Around 400 million people will be exposed to coastal flooding each year by the end of the century if Greenland continues losing ice at its current rate, scientists have warned.
The Greenland ice sheet is melting seven times faster than it was nearly three decades ago, according to a study.
The ice loss has resulted in global sea levels rising by around 10.6mm since 1992, the scientists added.
If the loss continues at the current rate around 400 million people will be exposed to coastal flooding each year by the end of the century - 40 million more than the number predicted by the Intergovernmental Panel on Climate Change (IPPC).
A group of 96 polar scientists from around the world have published their study of the world's second largest body of ice in Nature magazine.
It provides the most complete picture available to date of what is happening there.
They found that Greenland has lost 3.8 trillion tonnes of ice since 1992.
And the rate of ice loss is speeding up too, from 33 billion tonnes per year in the 1990s to 254 billion tonnes per year at the moment.
That represents a seven-fold increase within the last three decades
Lead author professor Andrew Shepherd said: "As a rule of thumb, for every centimetre rise in global sea levels another six million people are exposed to coastal flooding around the planet.
"On current trends, Greenland ice melting will cause 100 million people to be flooded each year by the end of the century, so 400 million in total due to all sea level rises.
"These are not unlikely events or small impacts, they are happening and will be devastating for coastal communities."
:: A New Climate is a series of special podcasts from the Sky News Daily.

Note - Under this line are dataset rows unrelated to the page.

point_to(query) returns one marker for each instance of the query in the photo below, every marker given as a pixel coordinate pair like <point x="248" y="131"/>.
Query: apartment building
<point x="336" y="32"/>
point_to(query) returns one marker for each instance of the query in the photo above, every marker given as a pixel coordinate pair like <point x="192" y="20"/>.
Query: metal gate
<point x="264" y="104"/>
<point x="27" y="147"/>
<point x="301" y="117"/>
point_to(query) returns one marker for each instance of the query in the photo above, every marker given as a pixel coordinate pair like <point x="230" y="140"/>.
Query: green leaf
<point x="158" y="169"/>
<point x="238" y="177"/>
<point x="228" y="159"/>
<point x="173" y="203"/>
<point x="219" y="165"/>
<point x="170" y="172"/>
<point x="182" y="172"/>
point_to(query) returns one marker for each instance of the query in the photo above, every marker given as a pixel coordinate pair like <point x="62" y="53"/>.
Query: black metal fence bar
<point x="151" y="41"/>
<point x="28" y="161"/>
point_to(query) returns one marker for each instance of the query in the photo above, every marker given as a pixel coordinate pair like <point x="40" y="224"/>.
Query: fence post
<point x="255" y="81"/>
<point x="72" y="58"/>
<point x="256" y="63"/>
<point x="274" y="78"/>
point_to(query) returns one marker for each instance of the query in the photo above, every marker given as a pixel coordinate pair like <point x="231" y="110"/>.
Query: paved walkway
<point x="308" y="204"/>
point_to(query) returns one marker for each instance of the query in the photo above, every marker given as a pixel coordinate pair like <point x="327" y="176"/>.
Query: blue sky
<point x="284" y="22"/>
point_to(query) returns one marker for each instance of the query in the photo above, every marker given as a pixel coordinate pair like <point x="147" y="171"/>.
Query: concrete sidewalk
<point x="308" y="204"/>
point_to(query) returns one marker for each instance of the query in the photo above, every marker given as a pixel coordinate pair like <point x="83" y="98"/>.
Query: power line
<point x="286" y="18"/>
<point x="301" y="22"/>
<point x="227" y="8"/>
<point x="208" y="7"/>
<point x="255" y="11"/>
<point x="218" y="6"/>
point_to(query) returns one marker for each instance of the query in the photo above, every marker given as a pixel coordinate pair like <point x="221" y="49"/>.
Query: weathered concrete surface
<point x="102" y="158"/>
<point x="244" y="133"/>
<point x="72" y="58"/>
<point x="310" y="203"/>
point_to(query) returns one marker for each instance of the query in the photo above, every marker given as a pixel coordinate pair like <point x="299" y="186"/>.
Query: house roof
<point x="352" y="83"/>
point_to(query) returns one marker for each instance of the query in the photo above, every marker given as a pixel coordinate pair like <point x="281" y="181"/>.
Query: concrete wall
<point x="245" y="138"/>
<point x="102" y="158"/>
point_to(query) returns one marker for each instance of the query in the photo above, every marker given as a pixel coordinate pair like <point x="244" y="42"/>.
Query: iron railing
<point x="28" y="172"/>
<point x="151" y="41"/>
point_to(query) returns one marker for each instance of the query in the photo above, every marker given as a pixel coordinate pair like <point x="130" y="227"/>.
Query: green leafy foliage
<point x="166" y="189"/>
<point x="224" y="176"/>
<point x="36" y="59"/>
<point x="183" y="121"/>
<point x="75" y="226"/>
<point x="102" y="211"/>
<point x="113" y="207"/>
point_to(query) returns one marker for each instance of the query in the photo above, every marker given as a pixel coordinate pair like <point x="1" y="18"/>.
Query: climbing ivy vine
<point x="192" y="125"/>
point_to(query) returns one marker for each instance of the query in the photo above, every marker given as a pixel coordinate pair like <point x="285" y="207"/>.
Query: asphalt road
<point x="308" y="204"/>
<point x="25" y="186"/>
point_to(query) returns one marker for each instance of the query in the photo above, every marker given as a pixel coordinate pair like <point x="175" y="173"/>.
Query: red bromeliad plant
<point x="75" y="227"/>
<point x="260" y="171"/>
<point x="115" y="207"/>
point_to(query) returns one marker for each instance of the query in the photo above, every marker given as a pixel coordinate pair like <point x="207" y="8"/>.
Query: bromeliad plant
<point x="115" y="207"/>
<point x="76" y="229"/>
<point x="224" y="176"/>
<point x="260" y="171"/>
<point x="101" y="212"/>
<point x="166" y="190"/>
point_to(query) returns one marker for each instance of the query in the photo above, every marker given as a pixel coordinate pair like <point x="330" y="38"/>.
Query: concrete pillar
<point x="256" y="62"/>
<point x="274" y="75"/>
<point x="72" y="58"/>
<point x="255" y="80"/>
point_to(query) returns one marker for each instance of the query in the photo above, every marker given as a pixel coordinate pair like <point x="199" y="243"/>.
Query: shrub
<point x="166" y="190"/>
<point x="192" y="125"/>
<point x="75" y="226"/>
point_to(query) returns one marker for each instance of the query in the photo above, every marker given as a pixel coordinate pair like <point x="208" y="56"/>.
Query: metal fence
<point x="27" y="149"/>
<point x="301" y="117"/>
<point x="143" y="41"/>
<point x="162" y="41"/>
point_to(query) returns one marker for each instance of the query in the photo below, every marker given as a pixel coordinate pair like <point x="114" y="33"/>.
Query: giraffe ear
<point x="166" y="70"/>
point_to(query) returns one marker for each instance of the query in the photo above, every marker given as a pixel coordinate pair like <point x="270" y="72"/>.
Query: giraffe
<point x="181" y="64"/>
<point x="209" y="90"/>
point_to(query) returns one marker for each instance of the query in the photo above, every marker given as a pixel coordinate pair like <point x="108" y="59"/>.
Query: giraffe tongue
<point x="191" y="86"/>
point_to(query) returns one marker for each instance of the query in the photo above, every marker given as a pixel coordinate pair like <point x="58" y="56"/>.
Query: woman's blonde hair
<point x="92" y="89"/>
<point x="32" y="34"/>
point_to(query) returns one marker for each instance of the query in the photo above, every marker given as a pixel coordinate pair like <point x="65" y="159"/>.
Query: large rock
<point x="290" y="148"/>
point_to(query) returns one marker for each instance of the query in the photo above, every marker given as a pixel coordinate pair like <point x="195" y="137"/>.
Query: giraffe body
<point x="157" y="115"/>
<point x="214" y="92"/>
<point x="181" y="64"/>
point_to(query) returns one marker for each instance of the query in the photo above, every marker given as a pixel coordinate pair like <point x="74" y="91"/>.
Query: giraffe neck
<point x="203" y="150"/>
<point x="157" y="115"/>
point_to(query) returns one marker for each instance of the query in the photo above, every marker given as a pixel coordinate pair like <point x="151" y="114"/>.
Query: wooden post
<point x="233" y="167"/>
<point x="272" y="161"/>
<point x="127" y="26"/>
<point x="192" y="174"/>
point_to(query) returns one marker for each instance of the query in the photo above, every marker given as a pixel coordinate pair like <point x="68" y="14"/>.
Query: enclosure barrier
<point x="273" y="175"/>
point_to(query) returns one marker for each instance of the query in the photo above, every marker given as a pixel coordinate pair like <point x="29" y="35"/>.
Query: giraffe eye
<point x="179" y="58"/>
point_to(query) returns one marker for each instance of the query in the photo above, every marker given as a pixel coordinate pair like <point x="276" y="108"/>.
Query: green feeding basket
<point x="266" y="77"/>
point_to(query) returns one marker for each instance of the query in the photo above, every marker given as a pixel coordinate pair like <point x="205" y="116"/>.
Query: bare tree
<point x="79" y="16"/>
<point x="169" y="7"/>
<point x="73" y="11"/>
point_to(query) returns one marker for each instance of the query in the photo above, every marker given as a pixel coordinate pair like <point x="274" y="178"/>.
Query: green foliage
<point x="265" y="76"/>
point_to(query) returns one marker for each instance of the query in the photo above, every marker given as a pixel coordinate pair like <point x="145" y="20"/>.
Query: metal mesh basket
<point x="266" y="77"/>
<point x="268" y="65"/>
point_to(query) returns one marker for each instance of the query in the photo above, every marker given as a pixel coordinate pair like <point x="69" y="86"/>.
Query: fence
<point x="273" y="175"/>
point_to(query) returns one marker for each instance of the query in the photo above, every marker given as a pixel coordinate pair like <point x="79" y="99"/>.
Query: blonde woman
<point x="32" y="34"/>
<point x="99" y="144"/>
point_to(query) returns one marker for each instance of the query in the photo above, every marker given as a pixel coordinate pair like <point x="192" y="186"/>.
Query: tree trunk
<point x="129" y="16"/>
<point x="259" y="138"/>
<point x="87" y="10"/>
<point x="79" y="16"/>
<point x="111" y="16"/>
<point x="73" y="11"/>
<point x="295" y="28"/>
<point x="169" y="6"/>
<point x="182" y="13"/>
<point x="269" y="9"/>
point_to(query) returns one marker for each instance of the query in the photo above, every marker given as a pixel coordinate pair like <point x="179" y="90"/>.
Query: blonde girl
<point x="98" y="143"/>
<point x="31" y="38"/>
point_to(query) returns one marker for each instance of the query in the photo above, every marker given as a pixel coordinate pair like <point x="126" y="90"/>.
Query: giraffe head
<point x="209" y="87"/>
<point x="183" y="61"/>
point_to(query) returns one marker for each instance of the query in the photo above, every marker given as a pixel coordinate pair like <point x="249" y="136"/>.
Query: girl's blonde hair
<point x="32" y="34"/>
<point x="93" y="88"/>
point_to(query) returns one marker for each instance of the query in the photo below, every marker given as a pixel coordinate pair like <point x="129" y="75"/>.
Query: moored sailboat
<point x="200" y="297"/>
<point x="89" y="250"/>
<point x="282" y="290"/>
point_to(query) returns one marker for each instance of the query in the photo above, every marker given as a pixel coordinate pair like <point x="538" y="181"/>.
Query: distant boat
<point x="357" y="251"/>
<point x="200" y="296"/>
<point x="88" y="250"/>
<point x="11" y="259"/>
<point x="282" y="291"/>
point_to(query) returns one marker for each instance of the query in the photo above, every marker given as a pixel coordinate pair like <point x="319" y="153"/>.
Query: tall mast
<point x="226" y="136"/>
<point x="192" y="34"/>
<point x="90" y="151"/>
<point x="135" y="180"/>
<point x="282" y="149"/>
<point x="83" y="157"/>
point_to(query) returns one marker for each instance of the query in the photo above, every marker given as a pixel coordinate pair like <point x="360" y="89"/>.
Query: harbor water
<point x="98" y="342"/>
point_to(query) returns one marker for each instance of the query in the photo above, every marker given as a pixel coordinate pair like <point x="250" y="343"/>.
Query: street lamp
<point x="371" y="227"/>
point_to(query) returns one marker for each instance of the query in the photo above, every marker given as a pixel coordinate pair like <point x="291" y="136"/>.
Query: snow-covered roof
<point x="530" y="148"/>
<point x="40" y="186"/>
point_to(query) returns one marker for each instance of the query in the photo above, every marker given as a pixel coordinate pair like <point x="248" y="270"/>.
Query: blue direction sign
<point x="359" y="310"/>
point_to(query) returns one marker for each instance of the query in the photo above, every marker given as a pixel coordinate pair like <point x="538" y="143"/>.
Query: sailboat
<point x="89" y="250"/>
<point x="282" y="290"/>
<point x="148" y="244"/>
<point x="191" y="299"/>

Listen on Apple Podcasts , Google Podcasts , Spotify , Spreaker
The alarming predictions come even as the scientists' study showed that the rate of ice loss slowed between 2013 to 2017.
This coincided with a period of cooler oceans and atmospheric temperatures.
But scientists warn that no matter what steps we take to limit global warming now, the slow process of melting ice will continue for decades to come.